Die Nacht verlief ebenfalls ruhig. Chinook, mit «Katzenhägli» im Wohnzimmer «eingesperrt», winselte zwar zuerst, schlief dann aber ruhig bis etwa um 6 Uhr. Dann winselte er wieder ein paar Mal, schlief aber nochmals ein und vollführte, als ich um 7 Uhr runterkam, einen Freudentanz und begrüsste mich mit seinem unvergleichlichen Lachen. Spaziergang, Morgenessen (wieder alles bis auf das letzte Restchen verschlungen), dann etwas unruhiges Umhertigern und immer wieder Probieren, ob er nicht doch in den oberen Stock darf (dort stehen, wie er dank zwei flinken Abstechern gestern abend genau weiss, Schälchen mit leckerem Katzenfutter). Und jetzt liegt er wieder ziemlich KO in seinem Bettchen und versucht im Schlaf, all die neuen Eindrücke zu verarbeiten.
Das wär’s im Moment. Weitere Berichte folgen.
Euch beiden herzlichen Dank für alles und liebe Grüsse , Eva

11. August 2011 Neue Fotos von Chinook:
Chinook und sein neues Frauchen:


06. Oktober 2011 Chinook meldet sich mal wieder:
Liebe Linda, liebe Sandra
Ich sehe schon, mein neues Frauchen hat im Moment überhaupt keine Zeit, um euch zu berichten, wie es mir geht, so übernehme ich das halt selber. Das Wichtigste zuerst: Das Essen hier ist hervorragend, ich putze immer alles bis auf das letzte Restchen weg, sodass man den Napf eigentlich nicht mehr abwaschen müsste! Mein Bettchen ist ausnehmend gemütlich (siehe Foto), und nachdem ich nun auch das Sofa annektiert habe, kann ich sogar pendeln. Nur ins grosse Menschenbettli lässt man mich noch nicht, aber ich arbeite daran…
Mein Frauchen war ja beim ersten Bericht des Lobes voll über mein schönes An-der-Leine-Laufen. Unter uns: am ersten Tag macht hund ja gerne einen guten Eindruck. Mittlerweile muss ich die Sache jeweils einfach ein bisschen beschleunigen, zudem scheint mein Frauchen eine sehr schlechte Nase zu haben, sie merkt überhaupt nicht, wenn es irgendwo im Gebüsch oder auf der anderen Seite des Wegs unwiderstehlich duftet, sodass ich natürlich unverzüglich dahin muss, um ausgiebig zu schnüffeln.
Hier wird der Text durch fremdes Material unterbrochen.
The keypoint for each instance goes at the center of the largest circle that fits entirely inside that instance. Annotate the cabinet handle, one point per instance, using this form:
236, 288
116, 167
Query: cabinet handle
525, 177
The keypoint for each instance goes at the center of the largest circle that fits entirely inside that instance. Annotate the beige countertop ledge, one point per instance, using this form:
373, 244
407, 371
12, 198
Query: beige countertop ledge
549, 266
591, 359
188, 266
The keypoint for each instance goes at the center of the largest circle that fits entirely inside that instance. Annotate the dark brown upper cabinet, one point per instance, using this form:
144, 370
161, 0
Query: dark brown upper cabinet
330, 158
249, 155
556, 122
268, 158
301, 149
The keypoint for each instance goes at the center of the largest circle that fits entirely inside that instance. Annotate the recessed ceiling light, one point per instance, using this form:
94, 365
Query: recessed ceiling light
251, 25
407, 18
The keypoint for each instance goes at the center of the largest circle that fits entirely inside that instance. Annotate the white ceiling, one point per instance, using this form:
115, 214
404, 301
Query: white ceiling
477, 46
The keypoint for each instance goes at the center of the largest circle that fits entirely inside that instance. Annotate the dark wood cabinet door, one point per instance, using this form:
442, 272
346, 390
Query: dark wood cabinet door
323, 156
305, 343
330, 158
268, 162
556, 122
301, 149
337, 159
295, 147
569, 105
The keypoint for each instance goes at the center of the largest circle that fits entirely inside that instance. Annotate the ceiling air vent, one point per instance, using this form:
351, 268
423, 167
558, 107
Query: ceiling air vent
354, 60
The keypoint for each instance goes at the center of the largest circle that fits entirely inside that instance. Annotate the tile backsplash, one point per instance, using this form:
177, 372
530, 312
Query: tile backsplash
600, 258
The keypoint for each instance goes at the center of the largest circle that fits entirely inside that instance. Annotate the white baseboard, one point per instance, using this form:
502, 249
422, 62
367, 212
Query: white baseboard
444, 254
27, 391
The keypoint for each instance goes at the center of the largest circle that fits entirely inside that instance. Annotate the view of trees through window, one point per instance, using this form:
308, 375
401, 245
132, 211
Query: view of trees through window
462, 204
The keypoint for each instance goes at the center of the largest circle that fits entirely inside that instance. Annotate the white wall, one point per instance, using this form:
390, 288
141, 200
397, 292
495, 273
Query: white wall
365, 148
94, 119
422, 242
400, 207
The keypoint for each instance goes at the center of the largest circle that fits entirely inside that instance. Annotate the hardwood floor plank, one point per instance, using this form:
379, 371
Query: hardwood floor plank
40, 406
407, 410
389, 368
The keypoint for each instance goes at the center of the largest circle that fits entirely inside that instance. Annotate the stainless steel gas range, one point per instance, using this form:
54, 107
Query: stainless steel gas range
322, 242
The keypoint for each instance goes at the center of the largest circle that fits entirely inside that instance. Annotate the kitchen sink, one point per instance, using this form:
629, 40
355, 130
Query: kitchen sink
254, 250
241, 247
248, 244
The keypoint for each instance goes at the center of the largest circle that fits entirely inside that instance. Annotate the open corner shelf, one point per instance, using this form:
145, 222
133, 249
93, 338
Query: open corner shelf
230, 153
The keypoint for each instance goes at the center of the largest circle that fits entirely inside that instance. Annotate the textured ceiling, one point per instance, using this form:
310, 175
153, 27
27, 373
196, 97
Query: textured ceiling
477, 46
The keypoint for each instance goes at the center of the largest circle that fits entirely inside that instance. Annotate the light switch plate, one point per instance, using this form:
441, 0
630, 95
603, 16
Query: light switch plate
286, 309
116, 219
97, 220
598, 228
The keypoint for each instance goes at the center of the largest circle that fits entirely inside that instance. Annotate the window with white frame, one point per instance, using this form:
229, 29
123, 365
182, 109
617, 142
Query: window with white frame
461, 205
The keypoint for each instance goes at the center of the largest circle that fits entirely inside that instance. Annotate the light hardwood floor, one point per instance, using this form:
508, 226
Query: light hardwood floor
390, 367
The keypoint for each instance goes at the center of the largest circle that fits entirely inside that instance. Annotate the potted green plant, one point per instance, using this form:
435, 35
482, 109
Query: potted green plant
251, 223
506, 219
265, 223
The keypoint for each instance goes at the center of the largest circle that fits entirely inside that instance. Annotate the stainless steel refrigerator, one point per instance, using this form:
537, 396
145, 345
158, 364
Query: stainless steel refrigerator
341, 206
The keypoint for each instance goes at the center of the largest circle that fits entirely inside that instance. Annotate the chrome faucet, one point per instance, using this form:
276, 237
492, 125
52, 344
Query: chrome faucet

Jetzt bleibt Frauchen immer stehen, wenn ich ziehe, das ist ziemlich mühsam, aber wie gesagt: ich arbeite daran…
Auf einem der Bilder seht ihr mich mit meinem Gotti Angie und ihrem neuen Hund, von dem sie vermuten, er sei eine Mischung aus Schäferhund und Wildschwein, wobei letzteres im Moment noch dominiere. Keine Ahnung, was sie damit meinen. Ich finde Balou toll, nur wenn er mich in meine Ohren beisst oder allzu wild wird, muss ich ihn anknurren und mich ganz nahe an mein Frauchen schmiegen, damit sie mich beschützt.
Kater Bouba ist übrigens in der Zwischenzeit auch aufgetaut. Ich darf ihn jetzt von allen Seiten beschnuppern und er läuft mir keck zwischen den Beinen durch, nur wenn ich gerade meine knappen fünf Minuten habe und den Clown mache, flüchtet er sich empört ins Freie. Einfach kein Humor, diese Katzen…!
Also, bis zum nächsten Mal, herzliche Grüsse an alle Zwei- und Vierbeiner im Jura!
Chinook
(Frauchens Kommentar zu den Bildern:  mit Mausklick auf Foto)
Ausruhen nach einem langen Spaziergang auf die Halbinsel Au.
In meinem Hundebettchen. Meinen Kauknochen hüte ich wie meinen Augapfel! Nicht übel, das zweite Bettchen im Wohnzimmer…
Nicht übel, das zweite Bettchen im Wohnzimmer… Meine liebste Schlafstellung.
Mit Gotti Angie und meinem neuen Freund Balou. Ich war auch im Jura, in den Freibergen. Da riecht es überall ausgesprochen spannend. Nur blöd, dass ich immer an der Leine bleiben muss.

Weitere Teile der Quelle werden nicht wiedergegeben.